Here is pic of the id label


----------



## Shovel (Mar 26, 2019)

I tried and had no luck either

Sent from my LM-Q710.FG using Tapatalk


----------



## Kiss4aFrog (Nov 3, 2013)

:welcome: to SBF 

You might want to email or call MTD and see if they can send you a manual on it. Paper, PDF, .... ?

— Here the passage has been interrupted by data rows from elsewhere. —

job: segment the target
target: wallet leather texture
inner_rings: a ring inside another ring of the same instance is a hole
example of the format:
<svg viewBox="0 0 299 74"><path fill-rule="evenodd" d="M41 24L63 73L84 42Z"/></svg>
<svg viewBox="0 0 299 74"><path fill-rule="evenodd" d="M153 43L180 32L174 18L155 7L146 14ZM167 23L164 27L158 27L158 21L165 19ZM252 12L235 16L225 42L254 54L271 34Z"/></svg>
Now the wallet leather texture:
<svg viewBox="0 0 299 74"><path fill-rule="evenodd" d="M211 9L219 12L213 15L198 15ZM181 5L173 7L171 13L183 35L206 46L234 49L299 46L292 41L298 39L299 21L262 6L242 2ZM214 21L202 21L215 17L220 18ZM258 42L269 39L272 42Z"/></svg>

I know I've seen it sold as a Craftsman and Cub Cadet too.
Not sure if this is an exact crossover and the diagrams leave a lot to be desired https://www.searspartsdirect.com/model/2e5pl0p3nh-000247/craftsman-247888540-gas-snowblower-parts

https://www.ebay.com/itm/CRAFTSMAN-...L-2-WITH-ILLUSTRATED-PARTS-LIST-/371713089752
https://lawn-garden.needmanual.com/craftsman-247-888540-28-snow-blower-owners-manual.html


.


----------



## Pedalspinner (Dec 26, 2020)

JFL011960 said:


> Got this snowblower with 4 wheel drive, Yard-Man by MTD ID on sticker model # 31AH4Q3G501, when I search the MTD site for a parts/operator manual this model does not exist, Instead I find Cub Cadet model 31AH4Q3G100 4 Wheel Drive and White Outdoor model 31AH4Q3G190 4 wheel drive, these appear to be the same unit but I really wish I could find the exact manual for the MTD model. Anyone here have one or can direct me to one would be appreciated, tried loading pic but cannot figure out how to.


Does this help?








YARD-MAN 31AH5C3F401 OPERATOR'S MANUAL Pdf Download


View and Download Yard-Man 31AH5C3F401 operator's manual online. MTD Snow Thrower Operator’s Manual. 31AH5C3F401 snow blower pdf manual download. Also for: 31ah5q3g401.




www.manualslib.com


----------



## laser3kw (Feb 11, 2018)

we all know there are a lot of cross over models. I would speculate that the "31AH4Q3G" portion describes the basic chassis / drive / engine / production year and the last three numbers (501) are Brand specific items such as stickers and maybe alternate features (knobs or such). As Kiss4afrog suggested, call MTD for your manual, just for peace of mind. I keep spread sheets of my various repairs and note within them the cross over models for future use.


----------



## Grizzlyblackopps (Jan 6, 2022)

did you ever find a service manual for that machine? I’m in the same situation


----------